Accordingly, the second cause of action insofar as it claims common law negligence against the defendants is sufficiently pleaded and supported. The respective requests for dismissal with regard to same (001 and 002), thus, are denied.
The third cause of action claims a breach of contract but fails to allege any contract or agreement upon which to base a breach of contract claim. The only reference in this third cause of action to a contract is the mere conclusory allegation that the defendants "had a contractual duty to provide treatment for chemical dependency and depression to the Plaintiff in a safe and acceptable manner" (Complaint, ¶ 45). The complaint must provide some support for the existence of an actual contract or agreement. There is no such support here. The mere paying to or on behalf of the defendants a daily fee, while it may support some common law duty, does not rise to the level of a formal contract. Accordingly, the third cause of action sounding in breach of contract is dismissed.

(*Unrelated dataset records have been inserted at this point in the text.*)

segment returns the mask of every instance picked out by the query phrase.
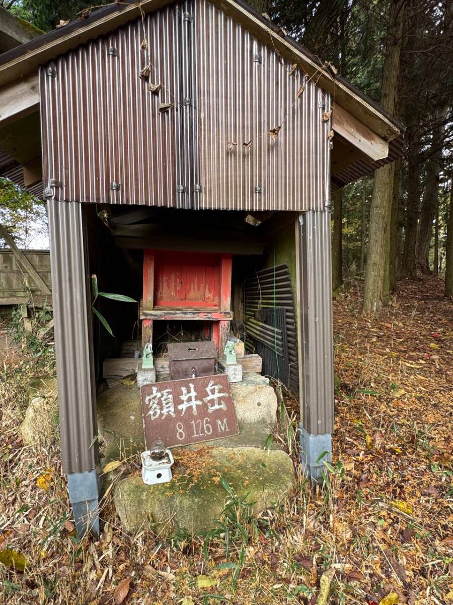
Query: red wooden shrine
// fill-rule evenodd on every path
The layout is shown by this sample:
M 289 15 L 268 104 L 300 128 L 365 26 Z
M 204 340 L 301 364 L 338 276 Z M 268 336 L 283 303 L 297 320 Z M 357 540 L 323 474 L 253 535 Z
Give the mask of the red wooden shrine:
M 219 355 L 230 335 L 231 255 L 144 250 L 142 344 L 152 342 L 153 321 L 202 321 Z

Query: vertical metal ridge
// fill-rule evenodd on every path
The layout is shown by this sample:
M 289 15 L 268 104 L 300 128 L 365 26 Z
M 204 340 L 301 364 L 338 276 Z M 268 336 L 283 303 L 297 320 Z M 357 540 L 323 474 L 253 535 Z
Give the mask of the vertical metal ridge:
M 140 77 L 148 62 L 149 77 Z M 51 198 L 231 210 L 326 205 L 329 96 L 300 70 L 289 75 L 289 63 L 207 0 L 149 13 L 50 65 L 56 77 L 42 67 L 40 81 L 45 186 L 61 183 Z M 150 82 L 163 88 L 153 94 Z M 173 106 L 159 113 L 167 103 Z M 268 131 L 278 126 L 272 139 Z
M 301 215 L 302 421 L 312 435 L 333 430 L 330 212 Z
M 94 367 L 83 208 L 48 202 L 52 295 L 63 471 L 94 468 L 97 460 Z

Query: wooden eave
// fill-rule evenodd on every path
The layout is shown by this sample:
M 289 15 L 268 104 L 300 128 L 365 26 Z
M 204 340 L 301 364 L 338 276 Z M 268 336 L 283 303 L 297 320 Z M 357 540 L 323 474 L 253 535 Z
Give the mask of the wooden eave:
M 133 0 L 110 5 L 92 13 L 86 19 L 71 22 L 59 30 L 0 55 L 0 91 L 15 80 L 35 74 L 40 65 L 80 44 L 108 34 L 141 16 L 141 11 L 153 12 L 173 0 L 143 0 L 140 8 Z M 388 114 L 341 76 L 323 69 L 319 60 L 281 30 L 264 19 L 242 0 L 208 0 L 225 15 L 241 24 L 260 42 L 273 48 L 292 63 L 297 63 L 327 92 L 335 93 L 335 103 L 384 142 L 400 134 L 402 124 Z

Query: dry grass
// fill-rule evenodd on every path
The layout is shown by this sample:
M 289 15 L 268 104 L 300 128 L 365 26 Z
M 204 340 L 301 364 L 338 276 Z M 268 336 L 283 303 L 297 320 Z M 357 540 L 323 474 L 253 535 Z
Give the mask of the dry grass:
M 130 578 L 128 605 L 314 604 L 321 574 L 340 564 L 329 603 L 379 603 L 392 592 L 410 605 L 453 602 L 453 306 L 441 294 L 434 278 L 400 284 L 373 321 L 359 316 L 358 290 L 338 297 L 334 472 L 323 491 L 298 476 L 285 506 L 257 521 L 236 506 L 211 537 L 163 541 L 146 528 L 128 535 L 109 498 L 101 539 L 79 542 L 56 440 L 22 448 L 17 433 L 24 385 L 53 368 L 51 350 L 7 358 L 0 548 L 29 564 L 25 573 L 0 566 L 0 599 L 114 603 L 115 586 Z M 43 474 L 47 491 L 37 485 Z M 216 586 L 199 587 L 201 574 Z

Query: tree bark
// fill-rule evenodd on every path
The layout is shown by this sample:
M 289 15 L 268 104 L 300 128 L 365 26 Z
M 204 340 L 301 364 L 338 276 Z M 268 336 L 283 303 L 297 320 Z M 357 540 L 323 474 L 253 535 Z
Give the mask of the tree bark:
M 446 108 L 435 114 L 435 123 L 432 128 L 432 139 L 429 150 L 429 159 L 426 163 L 426 180 L 422 201 L 419 231 L 416 249 L 416 273 L 428 274 L 429 272 L 429 246 L 432 234 L 432 223 L 439 200 L 439 174 L 442 157 L 442 143 Z
M 439 202 L 435 206 L 435 223 L 434 223 L 434 261 L 432 275 L 436 277 L 439 274 Z
M 360 263 L 359 272 L 363 275 L 365 267 L 365 241 L 367 238 L 367 183 L 364 182 L 362 192 L 362 220 L 360 225 Z
M 416 126 L 413 125 L 409 126 L 407 138 L 410 142 L 406 184 L 407 201 L 400 276 L 402 278 L 414 278 L 416 276 L 415 251 L 417 243 L 417 223 L 419 219 L 420 197 L 420 143 Z
M 398 214 L 399 209 L 401 160 L 394 163 L 391 214 L 390 215 L 390 250 L 388 267 L 389 289 L 393 290 L 396 281 L 397 264 L 399 255 L 398 239 Z
M 447 221 L 445 246 L 445 296 L 453 298 L 453 175 L 450 189 L 450 208 Z
M 382 74 L 381 105 L 393 115 L 397 99 L 405 0 L 390 0 L 390 19 Z M 362 309 L 367 315 L 381 310 L 388 301 L 389 223 L 394 174 L 392 164 L 378 168 L 374 172 Z
M 332 238 L 332 290 L 338 290 L 343 283 L 343 189 L 336 189 L 333 201 L 333 236 Z

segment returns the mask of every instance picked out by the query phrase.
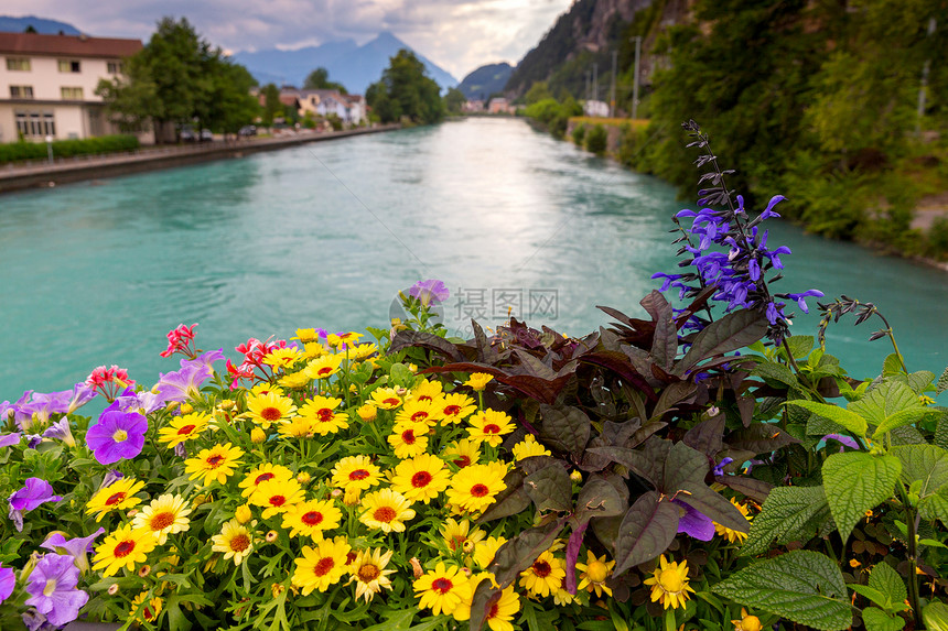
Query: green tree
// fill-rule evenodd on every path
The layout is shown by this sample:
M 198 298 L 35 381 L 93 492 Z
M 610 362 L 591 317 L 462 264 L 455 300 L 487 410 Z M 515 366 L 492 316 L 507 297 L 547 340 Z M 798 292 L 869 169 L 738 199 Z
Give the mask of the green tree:
M 448 113 L 461 113 L 461 108 L 463 108 L 466 102 L 467 97 L 465 97 L 464 93 L 457 88 L 451 88 L 448 90 L 448 94 L 444 95 L 444 109 L 448 110 Z
M 444 116 L 441 90 L 428 77 L 414 53 L 402 48 L 389 59 L 381 80 L 366 90 L 366 102 L 383 122 L 402 117 L 418 123 L 432 123 Z
M 341 95 L 347 95 L 344 85 L 337 81 L 330 80 L 330 72 L 323 67 L 319 67 L 309 75 L 303 81 L 303 89 L 306 90 L 336 90 Z

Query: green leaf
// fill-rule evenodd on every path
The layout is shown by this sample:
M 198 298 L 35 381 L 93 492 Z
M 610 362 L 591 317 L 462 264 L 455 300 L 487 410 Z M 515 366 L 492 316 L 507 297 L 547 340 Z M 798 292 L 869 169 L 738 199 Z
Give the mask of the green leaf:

Lastly, the fifth cause of action states a claim for punitive damages. To support such a claim, it must be alleged and supported that the defendants' conduct was "gross, wanton, or willful, or of such high moral culpability" to justify the award of punitive damages ( 779 E.N. Y. Ave, Assoc., LLC v Gurary, 31 AD3d 627, 627, 819 NYS2d 921 [2d Dept 2006], citing Borkowski v Borkowski, 39 NY2d 982, 983, 387 NYS2d 233).
While the complaint describes the conduct of the defendants as "reprehensible," it does not contain any factual allegations or averments of any conduct which was "gross, wanton, . . . willful, or of. . . high moral culpability" (id.). Accordingly, the fifth cause of action claiming punitive damages must be dismissed.
In conclusion, the only remaining cause of action in the complaint is the second cause of action but only to the extent that it alleges common law negligence.
This constitutes the decision and order of the court.